Our Most Precious Commodity
We live in a world that espouses maximum productivity. Everything is becoming more efficient, as we all realize that time is our most precious commodity.
Yet, for all of our technology and inventions, we seem to be living in the most overwhelmed generation. It seems that everywhere we look people are suffering from “busy syndrome.”
Unfortunately, students and their teachers are high up on the list of the commonly overwhelmed. While I am not going to start to analyze all the reasons this may be so, I am going to try and tackle the issue.
How can we help ourselves to manage all the paperwork necessary that comes with teaching? How can we help ourselves learn how to balance our passion for our profession with a healthy family life?
Let’s take a look.
The Bullet Journal
First, we have to start with a system of time management equipped for teachers. A recently popular system, that is quickly inspiring a new movement, is called the bullet journal (or BuJo for short). This is the system that I currently use and have found to be most effective. As an educator and on a personal level, having tried many different types of time-management journals/systems/apps, this one has yet to be beat.
Bullet journaling is a simple system that consists of scheduling, goal setting, and note-taking all in one.
Consider it your magic notebook–so small, yet it contains everything.
Check out the tutorial to see it in action:
The great thing about the bullet journal is that it is versatile. You can really use it for everything, and you have creative license to use it in the way that works best for you. Unlike a tradition planner that restricts you to a certain template, the bullet journal is flexible and even allows for your ideas to flourish in between the pages of goals and planning.
It is important to note that this system is a good, old-fashioned pen and paper system. This is not to be replicated in the digital world. Part of the genius of the bullet journal system is that it forces you to write down your tasks, your thoughts, and your daily minutiae.
Handwriting helps you to mentally process what you are writing down in a way that typing doesn’t allow for. With writing something down, you are also twice as likely to remember it.
Educators and the BuJo System
As a system, it seems as if the bullet journal was made for educators. A versatile, robust, purse/pocket friendly solution for an occupation described by the Bureau of Labor Statistics as leading to hectic schedules with little time for rest and recuperation.
In a study done on educators who use the bullet journal system, 85% of educators admit to using their bullet journal daily. Some of the top responses for how teachers are using their bullet journals included: meeting notes, logging, scheduling, daily tasks, and lesson planning.
Impressively, 93% of educators also said that bullet journaling has made their lives “easier” or “significantly easier.”
The most important thing that bullet journaling does for educators is free up their minds to complete more significant cognitive processing.

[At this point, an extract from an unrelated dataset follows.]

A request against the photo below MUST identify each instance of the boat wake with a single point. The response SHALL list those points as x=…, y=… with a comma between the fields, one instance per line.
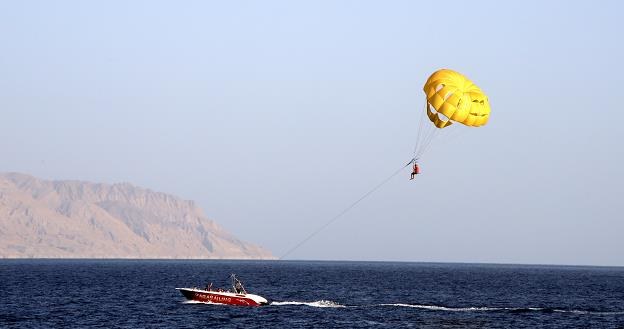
x=331, y=304
x=319, y=303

Psychologist Daniel Levitin suggests that when our mind is busy with trying to remember menial tasks, it takes up cognitive space needed for more important thinking to occur. Yet, it is not good enough to simply get these things out of your mind and down on paper. You need an organized system for doing so.

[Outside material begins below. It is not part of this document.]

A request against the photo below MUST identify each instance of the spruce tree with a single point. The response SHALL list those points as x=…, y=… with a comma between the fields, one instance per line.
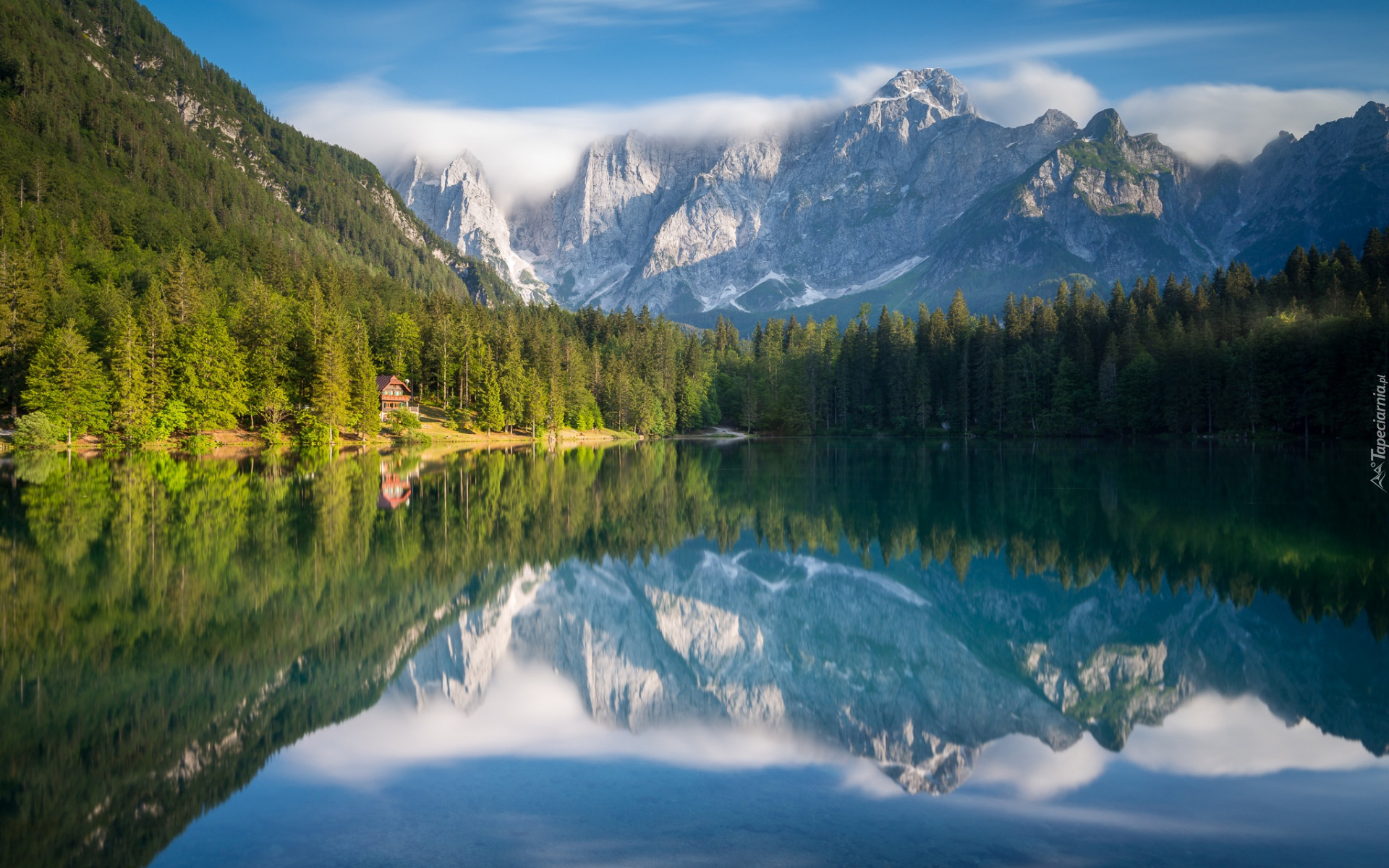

If anyone needs their minds free for more complicated cognitive processing, it surely must be teachers!
Time for A Time Makeover
One important feature that you can use your bullet journal for is a “time makeover.”

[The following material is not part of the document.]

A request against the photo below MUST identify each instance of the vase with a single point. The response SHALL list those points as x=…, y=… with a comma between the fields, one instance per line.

Productivity expert Laura Vanderkam, describes the effectiveness of keeping a time log in her book I Know How She Does It: How Successful Women Make the Most of Their Time. She advocates for tracking as much of your day as possible, thus creating a time log. In doing so, you are able to give yourself a time makeover.
Laura pushes for a healthy balance, showing that successful women are able to spend quality time with family–a top priority for most parents–while keeping their businesses and careers flourishing.
Similarly, educators can do the same. By using the bullet journal to keep a time log and ultimately give yourself a time makeover, you are able to take control of the one thing that constantly seems to be slipping from our grip–time.